The operator, Tokyo Electric Power Co. Holdings, said that it hopes to start releasing the water in spring 2023. The utility says hundreds of storage tanks at the plant need to be removed to make room for facilities necessary for the plant’s decommissioning.
An official in charge of the water discharge project, Junichi Matsumoto, said the company will construct the undersea tunnel by drilling through bedrock in the seabed near its No. 5 reactor, which survived the meltdowns at the plant, to minimize possible underground contamination or leakage of radioactive ground water into the tunnel.
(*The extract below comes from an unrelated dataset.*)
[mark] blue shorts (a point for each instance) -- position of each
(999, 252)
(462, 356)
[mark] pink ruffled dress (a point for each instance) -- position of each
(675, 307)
Increasing amounts of radioactive water have been stored in about 1,000 tanks at the Fukushima Daiichi plant since 2011, when a powerful earthquake and tsunami damaged three reactors and their cooling water became contaminated and began leaking. Plant officials said the tanks will reach their capacity late next year.
The government decided in April to start discharging the water, after further treatment and dilution, into the Pacific Ocean in spring 2023 under safety standards set by regulators. The idea has been fiercely opposed by fishermen, residents and neighboring countries including China and South Korea.
The offshore discharge using a pipeline enclosed inside a concrete tunnel is an attempt to minimize the “reputational damage” that would occur if the contaminated water is released close to marine life off the Fukushima coast.
Tokyo Electric Power plans to dilute the contaminated water with large amounts of seawater to reduce the concentration of radioactive materials below allowable limits. Japan has obtained the International Atomic Energy Agency’s agreement to cooperate in the water sampling and monitoring.